À mesure qu'on relève des ordinateurs, des cellulaires, des clés USB, voire des CD gravés, les enquêteurs et analystes en expertise judiciaire numérique traiteront les données sur place afin de déterminer ce qui doit être saisi.
Ce traitement permettra de gagner du temps plus tard, car tout ce qui est saisi doit répondre aux critères du mandat, et la GRC en assume la responsabilité.
Près d'une heure plus tard, M. Grondin et son partenaire reçoivent le signal : le suspect est appréhendé. C'est l'éventualité la plus souhaitable – tout s'est déroulé sans pépin.
Le suspect est mis en détention et amené au détachement local de la GRC. Il sera interrogé par la suite.
L'enquêteur chargé de l'interrogatoire, *le gend. Poulin, a une stratégie en tête.
« J'ai vérifié les éléments de preuve recueillis contre le suspect, explique-t-il. Tout agent interrogateur, peu importe le dossier, doit autant que possible faire ses recherches au préalable. Si on connaît les intérêts et les antécédents du suspect, on peut les mettre à profit. Dans le présent cas, nous avions beaucoup de renseignements sur le suspect. »

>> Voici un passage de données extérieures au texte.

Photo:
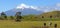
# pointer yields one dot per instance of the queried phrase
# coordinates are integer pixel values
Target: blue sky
(6, 5)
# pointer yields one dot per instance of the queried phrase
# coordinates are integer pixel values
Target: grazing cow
(45, 26)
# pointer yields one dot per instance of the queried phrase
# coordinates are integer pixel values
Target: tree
(11, 17)
(42, 16)
(18, 16)
(3, 15)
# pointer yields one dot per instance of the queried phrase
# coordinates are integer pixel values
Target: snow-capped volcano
(25, 9)
(29, 9)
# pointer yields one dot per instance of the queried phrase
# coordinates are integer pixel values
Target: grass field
(25, 24)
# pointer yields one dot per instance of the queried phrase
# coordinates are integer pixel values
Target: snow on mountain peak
(22, 6)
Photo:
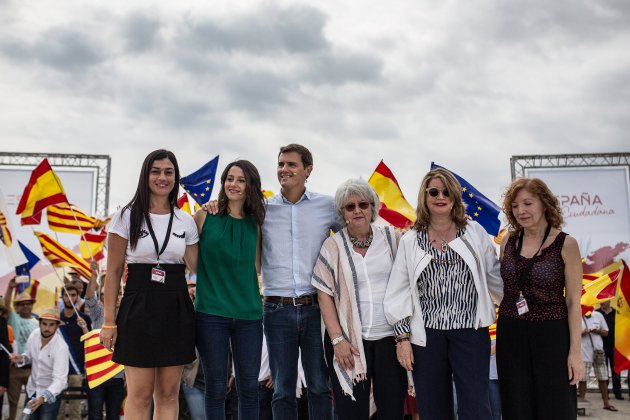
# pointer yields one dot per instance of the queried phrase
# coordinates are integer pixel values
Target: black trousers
(532, 368)
(384, 373)
(462, 355)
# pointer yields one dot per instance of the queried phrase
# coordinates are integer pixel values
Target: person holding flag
(153, 335)
(539, 358)
(23, 322)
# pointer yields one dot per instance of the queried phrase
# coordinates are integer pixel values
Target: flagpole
(82, 234)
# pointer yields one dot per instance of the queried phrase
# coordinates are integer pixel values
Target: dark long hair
(254, 199)
(139, 204)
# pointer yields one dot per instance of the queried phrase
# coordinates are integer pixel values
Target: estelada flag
(394, 208)
(98, 360)
(69, 218)
(60, 256)
(622, 321)
(43, 189)
(92, 245)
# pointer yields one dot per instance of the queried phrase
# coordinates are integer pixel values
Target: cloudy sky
(467, 84)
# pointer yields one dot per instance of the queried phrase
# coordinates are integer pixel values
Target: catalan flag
(199, 184)
(5, 234)
(184, 205)
(92, 245)
(98, 360)
(394, 208)
(25, 270)
(43, 189)
(69, 218)
(60, 256)
(478, 207)
(622, 321)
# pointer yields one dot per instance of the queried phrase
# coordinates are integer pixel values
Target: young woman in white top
(153, 334)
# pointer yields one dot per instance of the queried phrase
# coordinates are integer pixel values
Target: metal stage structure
(519, 164)
(100, 164)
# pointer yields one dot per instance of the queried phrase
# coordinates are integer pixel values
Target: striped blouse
(446, 290)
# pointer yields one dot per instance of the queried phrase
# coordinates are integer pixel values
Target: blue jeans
(194, 399)
(110, 392)
(47, 411)
(290, 329)
(215, 334)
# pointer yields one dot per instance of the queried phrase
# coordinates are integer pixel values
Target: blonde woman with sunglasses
(440, 297)
(351, 276)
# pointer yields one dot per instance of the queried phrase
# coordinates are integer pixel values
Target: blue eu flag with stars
(199, 184)
(478, 206)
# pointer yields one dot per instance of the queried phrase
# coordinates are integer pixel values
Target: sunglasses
(434, 192)
(363, 205)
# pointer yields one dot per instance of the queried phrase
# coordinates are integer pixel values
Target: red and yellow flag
(600, 287)
(5, 234)
(92, 245)
(394, 208)
(60, 256)
(43, 189)
(62, 219)
(622, 321)
(98, 360)
(184, 205)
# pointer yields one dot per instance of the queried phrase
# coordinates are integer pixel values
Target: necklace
(362, 244)
(443, 241)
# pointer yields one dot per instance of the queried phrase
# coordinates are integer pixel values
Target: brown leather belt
(299, 301)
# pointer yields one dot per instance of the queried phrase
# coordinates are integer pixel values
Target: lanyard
(525, 272)
(158, 251)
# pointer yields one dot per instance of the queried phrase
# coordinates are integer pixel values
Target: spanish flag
(98, 360)
(69, 218)
(5, 234)
(43, 189)
(184, 205)
(622, 321)
(394, 208)
(60, 256)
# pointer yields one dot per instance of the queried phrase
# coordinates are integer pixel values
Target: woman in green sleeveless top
(228, 305)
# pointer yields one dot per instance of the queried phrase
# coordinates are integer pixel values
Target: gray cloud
(296, 29)
(141, 33)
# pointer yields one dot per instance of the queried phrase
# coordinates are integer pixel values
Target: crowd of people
(368, 314)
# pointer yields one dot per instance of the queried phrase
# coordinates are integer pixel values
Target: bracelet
(337, 340)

Assis en face du suspect, le gend. Poulin applique son plan. Dans les heures qui suivent, il engage un dialogue avec l'homme. Puis il commence à l'interroger sommairement sur ses activités.
Le gend. Poulin prend appui sur chaque réponse, intensifiant la pression, puis la relâchant au besoin pour maintenir le fil de la conversation.
En fin de compte, la stratégie a fonctionné : il a obtenu des aveux.
Au logis du suspect, la perquisition s'est bien déroulée. On ne s'est buté sur aucun obstacle numérique et on a pu recueillir les éléments voulus.
Cette journée a été longue, mais fructueuse.
Sur la bonne voie
Le serg. Beaulieu est satisfait de son équipe et des résultats de son opération soigneusement menées.
« Les résultats obtenus dépassent nos attentes, constate-t-il. Nous voulions repérer le crime et faire enquête; si tout va bien, nous aurons identifié et traduit le malfaiteur en justice. Nous y sommes presque. »
*Certains noms ont été omis pour des raisons de sécurité.